По всему видно, что Леонтьев тогда очень волновался: что-то несвязное пролепетал про шпагу, хотя и отлично знал, что студенческая форма не могла интересовать Тургенева!

В продолжение целого десятилетия (1851—1861) они часто встречались и переписывались. Тургенев беседует с Леонтьевым о литературе, подробно разбирает его первые литературные опыты, по собственному почину ссужает его деньгами и не советует рано жениться: «Если служить Музе, как говори аи в старину, — наставляет он, — так (нужно) служить ей одной; остальное надо все приносить в жертву. Еще несчастный брак может способствовать развитию таланта, а счастливый никуда не годится...» И Леонтьев с ним соглашался: это были и его собственные мысли. Тургенев также любил восклицать: «Greift nur hinein in's voile Menschenleben» (Гете), и это тоже Леонтьеву нравилось. Он также всячески покровительствовал своему молодому другу: как мы знаем, ему вообще очень нравилось протежировать. Его особенный, покровительственный, тон бесил Толстого и Достоевского! Но Леонтьев, тоже очень самолюбивый, этого не замечал. Позднее он разочаруется в творчестве Тургенева, но и под старость будет испытывать благодарность к своему бывшему ментору. В те мучительные для него 50-е годы, вспоминает Леонтьев, Тургенев способствовал «моему просветлению». «Он наставил и вознес меня; именно вознес, хотя бы только для того, чтобы поставить на ноги». Итак, творец Чулкатуриных и Колосовых вывел его из рядов лишних людей и щигровских гамлетов!

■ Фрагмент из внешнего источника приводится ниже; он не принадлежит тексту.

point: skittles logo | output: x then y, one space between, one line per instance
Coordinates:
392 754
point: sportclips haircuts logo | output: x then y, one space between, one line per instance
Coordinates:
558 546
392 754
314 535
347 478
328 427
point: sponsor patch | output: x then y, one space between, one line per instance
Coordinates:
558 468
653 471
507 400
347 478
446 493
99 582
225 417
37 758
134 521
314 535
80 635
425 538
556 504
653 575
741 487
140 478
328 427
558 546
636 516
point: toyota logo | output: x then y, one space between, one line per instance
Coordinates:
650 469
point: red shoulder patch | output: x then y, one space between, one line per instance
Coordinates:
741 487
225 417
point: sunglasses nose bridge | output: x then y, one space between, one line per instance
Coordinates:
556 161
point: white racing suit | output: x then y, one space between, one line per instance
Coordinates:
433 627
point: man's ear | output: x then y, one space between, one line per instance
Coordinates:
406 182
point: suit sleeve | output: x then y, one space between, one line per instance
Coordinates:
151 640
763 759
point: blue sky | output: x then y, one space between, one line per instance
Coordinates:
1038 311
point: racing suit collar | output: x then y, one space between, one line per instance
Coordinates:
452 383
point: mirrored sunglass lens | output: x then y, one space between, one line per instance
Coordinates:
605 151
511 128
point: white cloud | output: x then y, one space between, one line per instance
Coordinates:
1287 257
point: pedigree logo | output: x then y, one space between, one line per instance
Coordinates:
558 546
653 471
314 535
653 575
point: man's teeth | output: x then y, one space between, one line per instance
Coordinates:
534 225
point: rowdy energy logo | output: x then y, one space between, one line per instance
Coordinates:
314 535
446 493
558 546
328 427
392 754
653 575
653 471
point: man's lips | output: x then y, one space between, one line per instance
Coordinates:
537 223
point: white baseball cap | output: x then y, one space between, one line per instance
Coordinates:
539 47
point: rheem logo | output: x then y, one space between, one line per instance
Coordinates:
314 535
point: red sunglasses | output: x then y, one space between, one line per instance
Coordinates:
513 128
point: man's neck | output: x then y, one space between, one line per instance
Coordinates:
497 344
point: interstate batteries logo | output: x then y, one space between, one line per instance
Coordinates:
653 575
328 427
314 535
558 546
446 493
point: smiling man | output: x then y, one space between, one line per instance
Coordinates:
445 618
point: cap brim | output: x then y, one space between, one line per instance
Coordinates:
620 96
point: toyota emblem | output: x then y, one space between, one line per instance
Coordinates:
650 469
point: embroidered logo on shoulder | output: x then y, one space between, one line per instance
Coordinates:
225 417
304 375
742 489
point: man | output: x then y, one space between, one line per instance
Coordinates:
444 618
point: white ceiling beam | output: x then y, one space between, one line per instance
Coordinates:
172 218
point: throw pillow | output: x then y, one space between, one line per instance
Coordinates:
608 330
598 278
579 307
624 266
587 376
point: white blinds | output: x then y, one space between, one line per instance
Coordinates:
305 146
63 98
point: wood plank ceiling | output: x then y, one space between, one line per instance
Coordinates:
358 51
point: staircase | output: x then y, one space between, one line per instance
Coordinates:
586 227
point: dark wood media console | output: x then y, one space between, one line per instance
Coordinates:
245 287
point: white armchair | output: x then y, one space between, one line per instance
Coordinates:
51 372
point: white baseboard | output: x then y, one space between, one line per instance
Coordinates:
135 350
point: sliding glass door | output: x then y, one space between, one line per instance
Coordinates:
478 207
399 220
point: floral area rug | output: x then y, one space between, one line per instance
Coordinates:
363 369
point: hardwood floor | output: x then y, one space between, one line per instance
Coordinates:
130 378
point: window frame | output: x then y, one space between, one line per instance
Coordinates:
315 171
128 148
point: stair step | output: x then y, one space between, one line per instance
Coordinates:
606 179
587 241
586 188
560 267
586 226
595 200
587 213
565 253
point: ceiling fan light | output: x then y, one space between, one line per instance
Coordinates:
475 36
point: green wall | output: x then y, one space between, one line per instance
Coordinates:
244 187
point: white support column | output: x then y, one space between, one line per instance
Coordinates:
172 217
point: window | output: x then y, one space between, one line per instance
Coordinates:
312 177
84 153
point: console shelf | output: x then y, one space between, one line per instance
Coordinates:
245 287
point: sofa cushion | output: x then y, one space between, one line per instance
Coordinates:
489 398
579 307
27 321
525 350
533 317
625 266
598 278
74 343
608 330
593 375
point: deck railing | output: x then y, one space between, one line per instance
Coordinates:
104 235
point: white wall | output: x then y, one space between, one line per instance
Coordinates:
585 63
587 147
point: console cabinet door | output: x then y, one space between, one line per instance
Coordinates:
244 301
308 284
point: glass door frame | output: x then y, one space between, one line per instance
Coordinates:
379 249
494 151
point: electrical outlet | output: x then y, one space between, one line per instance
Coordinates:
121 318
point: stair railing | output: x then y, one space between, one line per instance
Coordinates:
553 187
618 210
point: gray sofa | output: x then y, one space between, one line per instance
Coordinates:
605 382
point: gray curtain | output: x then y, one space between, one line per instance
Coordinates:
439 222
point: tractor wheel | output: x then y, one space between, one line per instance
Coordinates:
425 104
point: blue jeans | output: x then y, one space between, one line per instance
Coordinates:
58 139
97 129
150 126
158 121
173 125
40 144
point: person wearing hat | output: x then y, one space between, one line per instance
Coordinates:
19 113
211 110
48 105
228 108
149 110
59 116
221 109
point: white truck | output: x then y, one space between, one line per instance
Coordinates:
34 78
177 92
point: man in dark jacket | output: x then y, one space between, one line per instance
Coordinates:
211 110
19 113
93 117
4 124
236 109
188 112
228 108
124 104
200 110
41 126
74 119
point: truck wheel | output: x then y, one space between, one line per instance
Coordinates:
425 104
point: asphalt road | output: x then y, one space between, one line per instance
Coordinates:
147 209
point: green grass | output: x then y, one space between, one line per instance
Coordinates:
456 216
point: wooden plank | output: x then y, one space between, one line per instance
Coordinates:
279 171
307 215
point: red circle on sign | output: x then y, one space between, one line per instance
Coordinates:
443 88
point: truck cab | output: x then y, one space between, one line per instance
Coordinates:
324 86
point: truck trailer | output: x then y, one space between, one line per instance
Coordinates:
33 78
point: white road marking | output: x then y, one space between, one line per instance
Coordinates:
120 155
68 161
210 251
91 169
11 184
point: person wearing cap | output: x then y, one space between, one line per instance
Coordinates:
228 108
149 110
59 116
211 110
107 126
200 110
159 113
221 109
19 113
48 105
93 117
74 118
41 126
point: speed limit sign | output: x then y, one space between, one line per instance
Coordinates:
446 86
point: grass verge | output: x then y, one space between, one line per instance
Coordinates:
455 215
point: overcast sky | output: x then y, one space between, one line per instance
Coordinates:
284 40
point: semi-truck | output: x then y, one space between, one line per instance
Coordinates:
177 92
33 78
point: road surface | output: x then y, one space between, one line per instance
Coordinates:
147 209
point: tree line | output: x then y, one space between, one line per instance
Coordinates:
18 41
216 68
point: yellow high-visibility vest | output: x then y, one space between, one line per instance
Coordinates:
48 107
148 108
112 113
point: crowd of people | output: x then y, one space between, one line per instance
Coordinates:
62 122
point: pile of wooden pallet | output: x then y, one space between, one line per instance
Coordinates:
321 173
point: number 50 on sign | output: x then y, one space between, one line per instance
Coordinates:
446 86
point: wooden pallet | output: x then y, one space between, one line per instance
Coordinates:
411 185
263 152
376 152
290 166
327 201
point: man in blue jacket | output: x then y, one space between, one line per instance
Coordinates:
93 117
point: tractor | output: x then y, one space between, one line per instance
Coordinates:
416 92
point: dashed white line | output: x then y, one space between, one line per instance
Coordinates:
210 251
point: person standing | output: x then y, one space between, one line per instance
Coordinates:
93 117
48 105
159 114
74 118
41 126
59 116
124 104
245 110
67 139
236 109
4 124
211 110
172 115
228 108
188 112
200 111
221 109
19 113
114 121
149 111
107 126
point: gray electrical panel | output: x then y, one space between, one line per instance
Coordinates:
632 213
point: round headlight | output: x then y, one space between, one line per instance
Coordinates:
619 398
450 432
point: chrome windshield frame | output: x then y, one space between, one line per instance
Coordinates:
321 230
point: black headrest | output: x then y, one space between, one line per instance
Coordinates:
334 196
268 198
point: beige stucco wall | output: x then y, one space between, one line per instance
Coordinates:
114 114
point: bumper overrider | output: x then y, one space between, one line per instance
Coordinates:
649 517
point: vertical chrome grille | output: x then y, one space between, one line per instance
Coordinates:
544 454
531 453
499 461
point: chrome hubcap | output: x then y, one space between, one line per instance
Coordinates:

Тургенев посылает его произведения Краевскому в «Отечественные записки» и хвалит их в письмах к П. В. Анненкову. Несколько позднее, после возвращения его из орловской ссылки, они опять встречаются в московском салоне графини Салиас. Тургенев картинно полулежит на диване «и, в какой-то львиной позе, потрясая своими кудрями», говорит, что ему давно уже пора уйти из литературы (вспомним, что и впоследствии он часто говорил об этом своем «уходе»...). «"Новое слово, — тогда же вещал Тургенев, — могут сказать только двое молодых людей, от которых можно много ожидать... Лев Толстой и вот этот..." И, не меняя своей барской позы, он указал на меня просто пальцем», рассказывает старый Леонтьев и добавляет: «Я даже не покраснел и принял это лишь как должное». Но это самомнение им же самим «вознесенного» Леонтьева уже начало Тургенева раздражать. Он писал Анненкову (10 января 1853 г.):

«Талант у него (Леонтьева. — Ю. И.) есть, но он весьма дрянной мальчишка, самолюбивый и исковерканный. В сладострастном упоении самим собой, в благоговении перед своим "даром", как он выражается, он далеко перещеголял полупокойного Федора Михайловича» (т. е. Достоевского, который тогда был на каторге и которого Тургенев тут очень некстати «лягнул». — Ю.И.). Далее он пишет: «Притом он болен и раздражительно-плаксив, как девочка». Характеристика эта суровая и кое в чем верная; но это приговор человеку, а не писателю: тогда еще Тургенев на самом деле верил в литературное дарование своего протеже, хотя и укорял его за «ненужное богатство задних представлений, второстепенных мыслей и намеков» (в письме от 11 февраля 1855 г.) и постоянно советовал ему поменьше с собой возиться. Но здесь уже Тургенев прав не был: он не понимал, что и эгоцентрику Нарциссу есть что сказать в искусстве; он также не разбирался в оригинальной стилистике Леонтьева, не оценил его импрессионизма, его умения музыкально передавать настроения и всей меткости и красочности леонтьевских описаний. Впрочем, Тургенев критиковал преимущественно ранние повести Леонтьева, написанные до «Подлипок», но и тут уже мы находим многие литературные приемы, характерные для зрелого Леонтьева.